The following functions are referenced in this script, from the wsa.clean_skims (or cs) submodule:

wsa.cs.previewSkim(in_file, nrows=5, logger=None, **kwargs)

Return the top rows of a csv file to preview its contents.

Parameters
  • in_file (String) – Path to csv file

  • nrows (Integer) – The number of rows at the top of the table to load in the preview.

  • logger (Logger) – If desired, pass a logger object to record the skim preview. All logging is done at the INFO level.

  • kwargs – Keyword arguments that can be passed to pandas.read_csv

Returns

preview

Return type

pd.DataFrame

wsa.cs.cleanSkims(in_file, out_file, criteria, rename={}, chunksize=50000, logger=None, **kwargs)

Ingest a raw skim and retain only those rows that meet the provided criteria (all criteria must be true).

Parameters
  • in_file (String) – Path to the raw csv data

  • out_file (String) – Path to the new csv output

  • criteria ([(String, String, Var),..]) –

    A list of tuples. Each tuple contains specifications for filtering the raw csv data by a particular criterion. The tuple consists of three parts: (reference column, comparator, value). Use column names expected after renaming, if rename if provided. Comparators may by provided as strings corresponding to built-in class comparison methods:

    • __eq__() = equals [==]

    • __ne__() = not equal to [!=]

    • __lt__() = less than [<]

    • __le__() = less than or equal to [<=]

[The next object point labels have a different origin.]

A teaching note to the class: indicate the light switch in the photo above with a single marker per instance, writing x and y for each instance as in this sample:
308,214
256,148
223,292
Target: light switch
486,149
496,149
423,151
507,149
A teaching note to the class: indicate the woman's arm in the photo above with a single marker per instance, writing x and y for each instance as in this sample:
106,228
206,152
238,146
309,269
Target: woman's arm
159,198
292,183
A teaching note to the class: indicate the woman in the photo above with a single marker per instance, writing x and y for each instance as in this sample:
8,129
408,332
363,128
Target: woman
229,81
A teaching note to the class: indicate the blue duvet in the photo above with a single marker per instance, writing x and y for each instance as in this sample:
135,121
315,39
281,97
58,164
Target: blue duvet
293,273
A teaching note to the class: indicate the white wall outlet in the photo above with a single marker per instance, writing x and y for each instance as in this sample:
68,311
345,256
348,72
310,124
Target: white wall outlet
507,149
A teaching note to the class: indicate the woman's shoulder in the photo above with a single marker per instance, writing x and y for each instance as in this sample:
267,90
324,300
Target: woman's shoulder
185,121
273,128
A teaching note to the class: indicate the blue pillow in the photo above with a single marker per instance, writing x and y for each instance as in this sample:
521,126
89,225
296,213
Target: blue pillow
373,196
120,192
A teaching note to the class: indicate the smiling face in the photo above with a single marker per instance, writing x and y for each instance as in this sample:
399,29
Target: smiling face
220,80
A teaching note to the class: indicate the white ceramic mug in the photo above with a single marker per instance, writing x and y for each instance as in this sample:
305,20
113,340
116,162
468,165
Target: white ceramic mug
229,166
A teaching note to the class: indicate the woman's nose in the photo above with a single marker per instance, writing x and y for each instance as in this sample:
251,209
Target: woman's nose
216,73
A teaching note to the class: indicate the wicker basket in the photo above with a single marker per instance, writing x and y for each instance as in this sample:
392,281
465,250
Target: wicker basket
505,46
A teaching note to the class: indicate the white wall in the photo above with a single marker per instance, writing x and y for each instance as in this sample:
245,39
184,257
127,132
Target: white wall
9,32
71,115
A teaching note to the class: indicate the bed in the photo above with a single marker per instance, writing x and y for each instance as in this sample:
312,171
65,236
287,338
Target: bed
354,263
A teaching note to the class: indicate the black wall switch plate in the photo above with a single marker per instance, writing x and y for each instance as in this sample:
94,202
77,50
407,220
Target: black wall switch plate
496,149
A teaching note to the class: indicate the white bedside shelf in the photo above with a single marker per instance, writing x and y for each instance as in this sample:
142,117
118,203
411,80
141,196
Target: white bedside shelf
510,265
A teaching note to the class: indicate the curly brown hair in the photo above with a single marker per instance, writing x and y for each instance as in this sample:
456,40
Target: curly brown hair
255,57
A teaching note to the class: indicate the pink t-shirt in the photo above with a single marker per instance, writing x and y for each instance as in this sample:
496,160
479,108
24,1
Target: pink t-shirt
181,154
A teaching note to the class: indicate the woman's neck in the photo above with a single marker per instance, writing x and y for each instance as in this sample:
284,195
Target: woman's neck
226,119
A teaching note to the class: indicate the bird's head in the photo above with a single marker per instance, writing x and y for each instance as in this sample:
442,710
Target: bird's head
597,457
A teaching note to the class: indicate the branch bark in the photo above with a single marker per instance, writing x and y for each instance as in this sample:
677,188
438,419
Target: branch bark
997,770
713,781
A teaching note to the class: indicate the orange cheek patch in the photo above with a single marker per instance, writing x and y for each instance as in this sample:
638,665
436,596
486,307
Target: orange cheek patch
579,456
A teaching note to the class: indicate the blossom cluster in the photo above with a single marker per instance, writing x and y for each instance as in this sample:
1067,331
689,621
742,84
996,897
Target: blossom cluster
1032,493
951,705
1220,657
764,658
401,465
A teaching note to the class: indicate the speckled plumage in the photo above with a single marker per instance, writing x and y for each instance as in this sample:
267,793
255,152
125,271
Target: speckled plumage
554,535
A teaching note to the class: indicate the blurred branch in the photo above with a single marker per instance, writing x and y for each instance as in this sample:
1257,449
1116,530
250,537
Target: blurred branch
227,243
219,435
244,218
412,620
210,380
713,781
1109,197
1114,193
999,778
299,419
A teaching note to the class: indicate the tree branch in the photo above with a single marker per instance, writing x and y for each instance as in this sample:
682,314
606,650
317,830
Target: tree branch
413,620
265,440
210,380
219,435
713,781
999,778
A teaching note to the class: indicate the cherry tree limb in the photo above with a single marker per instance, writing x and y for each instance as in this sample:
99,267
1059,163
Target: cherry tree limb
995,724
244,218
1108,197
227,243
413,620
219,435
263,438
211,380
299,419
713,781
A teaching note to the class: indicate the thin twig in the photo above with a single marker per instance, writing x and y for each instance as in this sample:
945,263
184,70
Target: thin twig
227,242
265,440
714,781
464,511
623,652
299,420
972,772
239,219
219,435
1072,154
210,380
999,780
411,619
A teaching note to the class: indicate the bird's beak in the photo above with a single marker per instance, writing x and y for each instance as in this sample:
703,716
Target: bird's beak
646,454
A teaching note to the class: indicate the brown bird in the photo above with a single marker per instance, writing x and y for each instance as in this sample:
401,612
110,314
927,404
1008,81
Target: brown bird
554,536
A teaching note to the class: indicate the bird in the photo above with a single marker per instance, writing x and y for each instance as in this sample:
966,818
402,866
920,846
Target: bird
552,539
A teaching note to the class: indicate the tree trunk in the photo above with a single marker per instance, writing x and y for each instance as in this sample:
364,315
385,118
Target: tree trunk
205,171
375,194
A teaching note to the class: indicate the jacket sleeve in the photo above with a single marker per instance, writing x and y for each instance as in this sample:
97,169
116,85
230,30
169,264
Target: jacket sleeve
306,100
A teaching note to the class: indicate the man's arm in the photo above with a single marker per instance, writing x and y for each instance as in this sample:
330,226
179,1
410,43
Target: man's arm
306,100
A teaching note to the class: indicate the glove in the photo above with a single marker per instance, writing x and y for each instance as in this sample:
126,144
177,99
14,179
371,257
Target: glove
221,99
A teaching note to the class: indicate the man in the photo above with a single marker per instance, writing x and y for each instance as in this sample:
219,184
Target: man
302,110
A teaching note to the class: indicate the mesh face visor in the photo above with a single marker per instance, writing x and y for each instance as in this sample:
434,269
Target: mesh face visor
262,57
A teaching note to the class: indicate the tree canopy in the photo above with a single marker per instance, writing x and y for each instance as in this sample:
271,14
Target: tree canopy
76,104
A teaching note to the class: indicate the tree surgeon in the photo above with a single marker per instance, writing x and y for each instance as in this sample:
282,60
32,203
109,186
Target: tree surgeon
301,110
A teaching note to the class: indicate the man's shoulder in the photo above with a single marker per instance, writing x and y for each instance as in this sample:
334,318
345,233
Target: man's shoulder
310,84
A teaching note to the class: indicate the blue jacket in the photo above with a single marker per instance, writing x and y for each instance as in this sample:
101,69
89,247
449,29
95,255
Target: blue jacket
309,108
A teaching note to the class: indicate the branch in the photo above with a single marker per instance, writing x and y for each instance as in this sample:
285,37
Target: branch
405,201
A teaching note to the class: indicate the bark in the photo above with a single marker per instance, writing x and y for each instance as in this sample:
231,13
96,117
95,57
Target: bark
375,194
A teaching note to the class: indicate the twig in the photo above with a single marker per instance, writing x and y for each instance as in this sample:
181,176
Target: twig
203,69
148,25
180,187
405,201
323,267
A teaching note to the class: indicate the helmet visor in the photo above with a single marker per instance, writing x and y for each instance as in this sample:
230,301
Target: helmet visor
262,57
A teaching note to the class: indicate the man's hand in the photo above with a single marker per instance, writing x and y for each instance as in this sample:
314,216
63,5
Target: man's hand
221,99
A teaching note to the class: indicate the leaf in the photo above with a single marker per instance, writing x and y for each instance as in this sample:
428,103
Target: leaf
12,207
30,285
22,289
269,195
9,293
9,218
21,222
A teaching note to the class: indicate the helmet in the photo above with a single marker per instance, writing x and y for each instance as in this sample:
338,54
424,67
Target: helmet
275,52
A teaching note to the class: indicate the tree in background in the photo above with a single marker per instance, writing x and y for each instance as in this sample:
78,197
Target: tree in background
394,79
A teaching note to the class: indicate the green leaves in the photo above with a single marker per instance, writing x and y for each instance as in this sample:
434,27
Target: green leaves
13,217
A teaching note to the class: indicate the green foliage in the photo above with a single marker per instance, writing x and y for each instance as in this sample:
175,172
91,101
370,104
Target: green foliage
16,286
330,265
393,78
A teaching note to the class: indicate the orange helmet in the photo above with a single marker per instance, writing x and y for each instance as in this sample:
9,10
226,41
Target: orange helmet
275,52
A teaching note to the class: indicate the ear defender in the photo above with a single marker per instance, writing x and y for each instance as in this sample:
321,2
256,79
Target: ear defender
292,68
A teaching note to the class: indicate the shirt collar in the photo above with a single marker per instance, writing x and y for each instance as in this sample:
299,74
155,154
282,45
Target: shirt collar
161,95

    • __gt__() = greater than [>]

    • __ge__() = greater than or equal to [>=]

  • rename ({String: String,..}, default={}) – Optionally rename columns in the raw data based on key: value pairs in a dictionary. The key is the existing column name, and the value is the new name for that column. Only columns for which renaming is desired need to be included in the dictionary.

  • chunksize (Int) – The number of rows to read in from in_file at one time. All rows are evaluated in chunks to manage memory consumption.

  • logger (Logger) – If desired, pass a logger object to record information about the skim cleaning process. All logging is done at the INFO level.

  • kwargs – Any keyword arguments passed to pandas.read_csv for loading in_file.

Returns

Return type

None - outfile is written during this process.